Nuestra primera misión consiste en recomponernos, nos encontramos desmontados en un vertedero sin saber nada del mundo. Intuimos que no destaca por su amabilidad si ya nada más empezar tenemos que recoger nuestra cabeza y las piernas.
Esto nos sirve de tutorial, en estos 2 minutos de juego ya ha puesto sobre la mesa todas las posibilidades que nos da el juego para avanzar por sus niveles. Un sistema de combinación de objetos, variar el tamaño de nuestro robot (que se llama Josef, increíble nombre) y mover el cursor para andar e interactuar.
La segunda misión, esta vez mía, es destacar que artísticamente destaca por encima de cualquier otro aspecto. Las grandes ciudades mecanizadas lo humanamente posible nos dejan un paraje con tonos marrones y grises. Los ambientes donde nos encontramos de alguna manera no casan con la actitud de Josef, un mundo hostil con un robot que parece indefenso y, para qué engañarnos, adorable.
Escuchar a la banda de música en la plaza frente al bar debería ser obligatorio para toda persona que pase por allí. Ese momento que vives desahogado del resto de la opresión del viento chocando con los metales casi abandonados, las cañerías destrozadas o los gruñidos de otros robots necesitados. El mundo que te rodea brilla gracias a los robots que viven en ella y, sobre todo, gracias al protagonista. Porque aunque no hable, la inocencia que proyecta y el ingenio milimétrico que muestra a la hora de ayudar a sus amigos es la vida que una ciudad robotizada necesita.

El juego te presenta al origen de todos los males, Roberto y Paco (nombres inventados), unos abusones que se dedican a molestar en exceso y aterrorizar a la población. Se dedican a hacer bullying a todo aquel que se cruce en su camino.
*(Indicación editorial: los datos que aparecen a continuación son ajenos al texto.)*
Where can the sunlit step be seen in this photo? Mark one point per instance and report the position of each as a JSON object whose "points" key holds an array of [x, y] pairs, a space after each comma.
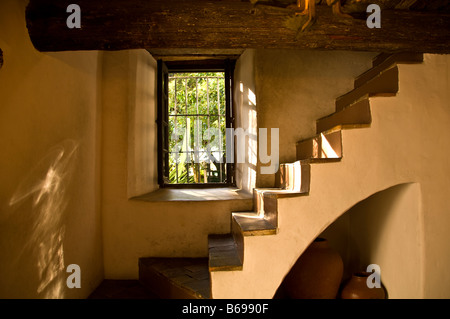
{"points": [[327, 145]]}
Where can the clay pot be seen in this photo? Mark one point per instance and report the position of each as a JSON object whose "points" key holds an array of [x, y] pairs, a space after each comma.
{"points": [[317, 274], [356, 288]]}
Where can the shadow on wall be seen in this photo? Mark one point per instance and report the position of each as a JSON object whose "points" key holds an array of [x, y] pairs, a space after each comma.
{"points": [[384, 229], [34, 229]]}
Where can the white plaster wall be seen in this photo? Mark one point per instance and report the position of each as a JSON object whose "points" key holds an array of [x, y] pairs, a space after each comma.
{"points": [[142, 127], [49, 165], [407, 142], [245, 113]]}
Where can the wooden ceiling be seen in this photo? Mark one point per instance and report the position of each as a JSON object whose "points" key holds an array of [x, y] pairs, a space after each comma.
{"points": [[224, 28]]}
Roberto y Paco™, abusan hasta de la mente maestra de la ciudad, amigos del protagonista y también son protagonistas de todos sus traumas infantiles.
Funcionan todos los elementos como un engranaje (nunca mejor dicho). Sumado todo lo anterior, a la belleza y al diseño de los niveles es casi un juego brillante, pero tiene algunos problemas relacionados con la manera de plantear algunos puzles. Y vamos a estar más tiempo sacando los puzles que llegando al próximo rompecabezas.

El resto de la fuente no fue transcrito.